Dazi, gli obiettivi della missione della Meloni negli Usa

Giorgia Meloni
Foto: Palazzo Chigi

Portare a casa un risultato utile sui dazi è cosa buona e giusta tanto per Roma come per Bruxelles, quindi difendendo l’interesse nazionale all’interno della cornice europea. La cornice entro la quale è destinata a muoversi la missione americana della premier, Giorgia Meloni, sembra essere sostanzialmente questa, nella consapevolezza dei tanti paletti fissati ai bordi del percorso dai partner europei, ma anche dagli alleati della maggioranza che sostengono il suo governo. Perché se l’obiettivo prioritario della Meloni resta quello di un allentamento delle tensioni legate ai dazi statunitensi sulle merci europee, ponendosi come ponte tra Washington e Bruxelles, la linea di dialogo con Bruxelles deve restare necessariamente sempre aperta.

Del resto, il presidente del Consiglio ha sempre sostenuto di voler fare gli interessi del Paese, ma anche da ponte tra Washington e Bruxelles per puntare su un’area di libero scambio transatlantica. Non a caso la presidente della Commissione europea, Ursula von der Leyen, e la premier hanno avuto una conversazione telefonica, in vista della visita a Washington della premier.

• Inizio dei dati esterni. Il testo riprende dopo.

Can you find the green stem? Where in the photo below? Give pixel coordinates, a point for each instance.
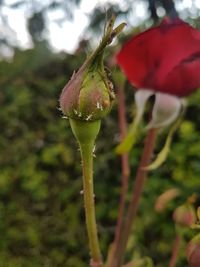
(87, 165)
(175, 251)
(86, 133)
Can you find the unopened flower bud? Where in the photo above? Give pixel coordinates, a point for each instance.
(88, 95)
(193, 252)
(184, 215)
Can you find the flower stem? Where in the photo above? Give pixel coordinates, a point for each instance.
(86, 133)
(125, 171)
(136, 195)
(87, 165)
(175, 251)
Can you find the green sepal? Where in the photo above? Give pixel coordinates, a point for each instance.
(85, 132)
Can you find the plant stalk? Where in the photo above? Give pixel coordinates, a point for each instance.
(88, 188)
(136, 196)
(125, 171)
(175, 251)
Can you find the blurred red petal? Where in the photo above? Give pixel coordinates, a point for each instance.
(165, 58)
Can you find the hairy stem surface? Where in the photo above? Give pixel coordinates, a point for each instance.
(87, 165)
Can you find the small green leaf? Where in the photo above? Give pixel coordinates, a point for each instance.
(131, 137)
(162, 155)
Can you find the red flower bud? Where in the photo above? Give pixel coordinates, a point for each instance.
(165, 58)
(193, 252)
(184, 215)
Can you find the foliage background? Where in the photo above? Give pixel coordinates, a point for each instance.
(41, 208)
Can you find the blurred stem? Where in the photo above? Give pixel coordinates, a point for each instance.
(175, 251)
(87, 165)
(136, 195)
(125, 169)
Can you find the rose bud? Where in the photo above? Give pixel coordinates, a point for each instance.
(88, 95)
(193, 252)
(184, 215)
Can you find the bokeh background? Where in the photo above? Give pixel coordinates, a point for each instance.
(41, 208)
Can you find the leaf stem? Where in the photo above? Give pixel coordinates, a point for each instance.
(125, 171)
(88, 188)
(175, 251)
(136, 195)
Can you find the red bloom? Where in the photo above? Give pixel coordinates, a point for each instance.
(165, 58)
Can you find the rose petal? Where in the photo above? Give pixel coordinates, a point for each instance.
(153, 57)
(165, 111)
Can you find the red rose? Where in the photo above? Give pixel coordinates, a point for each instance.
(164, 59)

La Commissione aveva già detto qualche giorno fa che la presidente era stata “in contatto” con la premier italiana e che si sarebbero nuovamente sentite in vista del viaggio in America. In pratica, le due leader si sono coordinate, in modo da parlare una sola lingua. Del resto che la Meloni sia sotto pressione per questo viaggio è un dato di fatto, dovendo anche proteggere l’economia italiana trainata dalle esportazioni, che l’anno scorso ha registrato un surplus commerciale di 40 miliardi di euro (45,4 miliardi di dollari) con gli Stati Uniti, deve anche essere vista come una difesa degli interessi dell’intero blocco dell’Ue a 27 nazioni.

Foto Presidenza del Consiglio dei ministri

La missione più attesa è anche quella più insidiosa, com’è facile intuire. Perché sono tutt’altro che distensivi i segnali inviati da Washington verso l’Europa a ridosso della visita della premier. La stessa Meloni non nasconde le difficoltà del faccia a faccia con Trump, il presidente suo “amico” che ora deve convincere a dialogare con l’Ue per rinunciare alle barriere commerciali e valutare un accordo di libero mercato transatlantico, dopo due settimane di tensioni e mercati azionari in agitazione. “Abbiamo a cuore i produttori e che la nostra priorità è sempre stata quella di facilitare il loro accesso ai mercati, promuovere la qualità italiana e ridurre le barriere che ostacolano la nostra capacità di crescere”, ha spiegato la Meloni in un videomessaggio all’Assemblea Generale del Consorzio per la Tutela del Grana Padano, “continueremo in questa direzione, anche e soprattutto in questa fase tanto complessa quanto in rapida evoluzione, nella quale è necessario ragionare con lucidità, lavorare con concretezza, lavorare con pragmatismo”.

La premier – che ieri l’altro ha avuto un vertice di governo a palazzo Chigi – ha preparato l’incontro nello Studio Ovale nei minimi dettagli con l’obiettivo di evitare a tutti i costi una guerra commerciale. Ma poi – come rimarcano più fonti nel governo – c’è il fattore imprevedibilità legato alle mosse del presidente americano, al fatto che ogni interlocutore che entra nello Studio Ovale di fatto arriva al buio, senza poter avere certezze di quali siano le richieste del padrone di casa. Meloni conta sulla stima di Donald Trump nei suoi confronti, come ha più volte sottolineato il presidente americano che in più di una occasione l’ha definita “una grande leader”. Non solo sulla vicinanza e sulle affinità su molte posizioni, ma anche sulla simpatia reciproca.

I dossier che la premier affronterà sono stati al centro di tanti incontri che si sono tenuti in queste settimane di attesa. Oltre alla questione dei dazi – e della necessità di un riequilibrio della bilancia industriale tra Usa e Unione europea – ci sono i capitoli Cina (l’amministrazione americana cerca sponde anti-Pechino), Ucraina (la premier è in prima linea nel ritenere necessario un continuo sostegno a Kiev), energia (con la possibilità di estendere ulteriormente l’acquisto di gas naturale liquefatto dagli Usa), partnership tra aziende Usa e italiane e, non ultimo, quello della Difesa. “Quando si va un tavolo di trattative”, osserva il ministro per gli Affari Ue, Coesione Pnrr Tommaso Foti, “le trattative si chiudono, e le chiuderà ovviamente l’Europa, nel momento in cui vi sarà un punto di equilibrio”. La Meloni dopo l’incontro con Trump ritornerà in Italia e il 18 vedrà il vice presidente Usa Jd Vance.